Informatica

Informatica Join Vs Database Join

Saurav Mitra

In this yet another "DWBI Concepts' Original article", we test the performance of Informatica PowerCentre 8.5 Joiner transformation versus Oracle 10g database join. This article gives a crucial insight to application developer in order to take informed decision regarding performance tuning.

Which is the fastest? Informatica or Oracle?

Original Research

In our previous article, we tested the performance of ORDER BY operation in Informatica and Oracle and found that, in our test condition, Oracle performs sorting 14% speedier than Informatica. This time we will look into the JOIN operation, not only because JOIN is the single most important data set operation but also because performance of JOIN can give crucial data to a developer in order to develop proper push down optimization manually.

Informatica is one of the leading data integration tools in today’s world. More than 4,000 enterprises worldwide rely on Informatica to access, integrate and trust their information assets with it. On the other hand, Oracle database is arguably the most successful and powerful RDBMS system that is trusted from 1980s in all sorts of business domain and across all major platforms. Both of these systems are bests in the technologies that they support. But when it comes to the application development, developers often face challenge to strike the right balance of operational load sharing between these systems. This article will help them to take the informed decision.

Which JOINs data faster? Oracle or Informatica?

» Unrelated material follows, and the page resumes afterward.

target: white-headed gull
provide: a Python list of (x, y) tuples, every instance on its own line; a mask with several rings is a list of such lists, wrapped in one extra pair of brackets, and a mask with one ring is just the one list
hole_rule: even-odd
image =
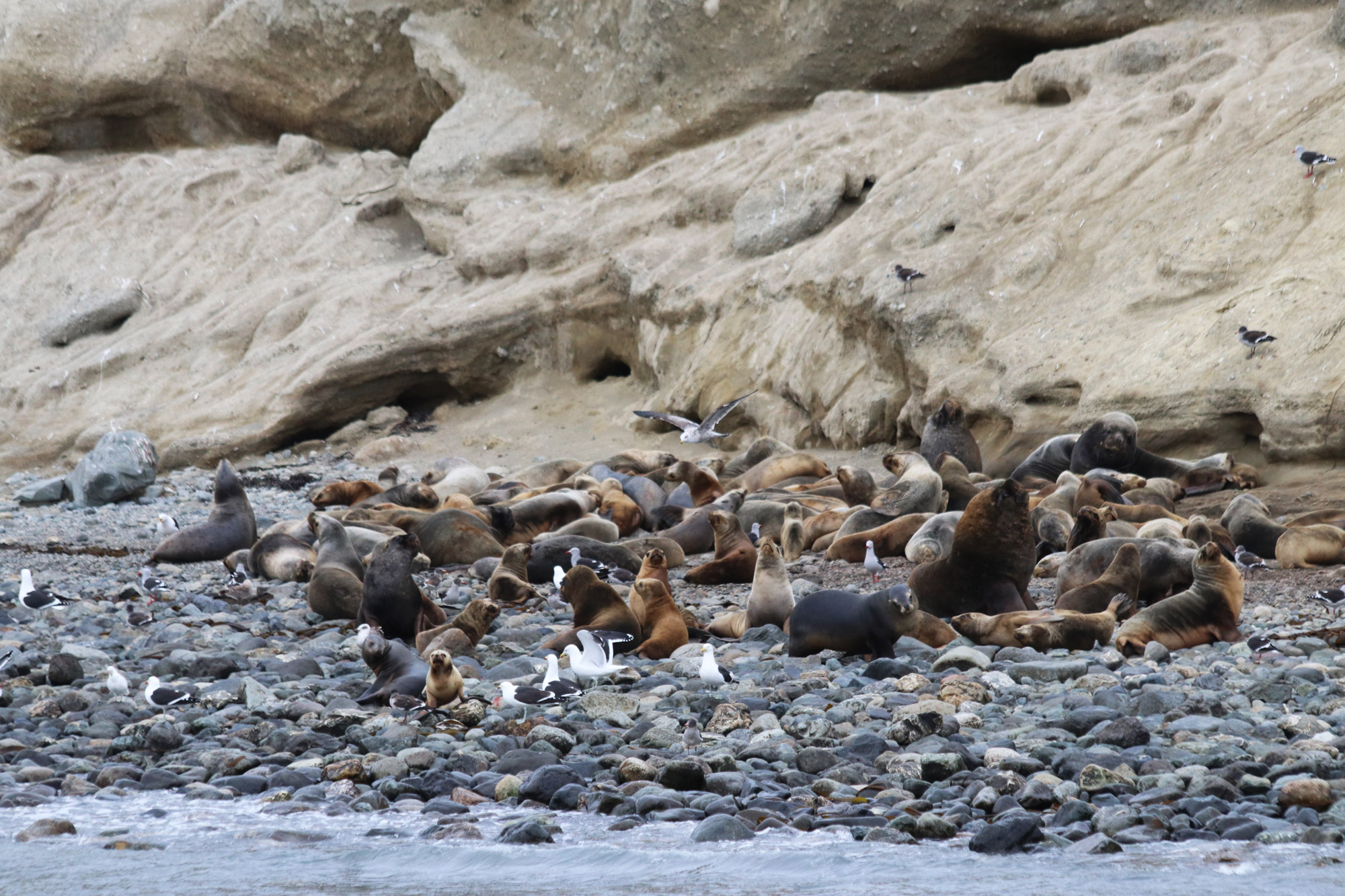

As an application developer, you have the choice of either using joining syntaxes in database level to join your data or using JOINER TRANSFORMATION in Informatica to achieve the same outcome. The question is – which system performs this faster?

Test Preparation

We will perform the same test with 4 different data points (data volumes) and log the results. We will start with 1 million data in detail table and 0.1 million in master table. Subsequently we will test with 2 million, 4 million and 6 million detail table data volumes and 0.2 million, 0.4 million and 0.6 million master table data volumes. Here are the details of the setup we will use,

  1. Oracle 10g database as relational source and target
  2. Informatica PowerCentre 8.5 as ETL tool
  3. Database and Informatica setup on different physical servers using HP UNIX
  4. Source database table has no constraint, no index, no database statistics and no partition
  5. Source database table is not available in Oracle shared pool before the same is read
  6. There is no session level partition in Informatica PowerCentre
  7. There is no parallel hint provided in extraction SQL query
  8. Informatica JOINER has enough cache size

We have used two sets of Informatica PowerCentre mappings created in Informatica PowerCentre designer. The first mapping m_db_side_join will use an INNER JOIN clause in the source qualifier to sort data in database level. Second mapping m_Infa_side_join will use an Informatica JOINER to JOIN data in informatica level. We have executed these mappings with different data points and logged the result.

Further to the above test we will execute m_db_side_join mapping once again, this time with proper database side indexes and statistics and log the results.

Result

The following graph shows the performance of Informatica and Database in terms of time taken by each system to sort data. The average time is plotted along vertical axis and data points are plotted along horizontal axis.

Data PointsMaster Table Record CountDetail Table Record Count
10.1 M1 M
20.2 M2 M
30.4 M4 M
40.6 M6 M
Database-vs-Informatica

Verdict

In our test environment, Oracle 10g performs JOIN operation 24% faster than Informatica Joiner Transformation while without Index and 42% faster with Database Index

Assumption

  1. Average server load remains same during all the experiments
  2. Average network speed remains same during all the experiments

1. This data can only be used for performance comparison but cannot be used for performance benchmarking.
2. This data is only indicative and may vary in different testing conditions.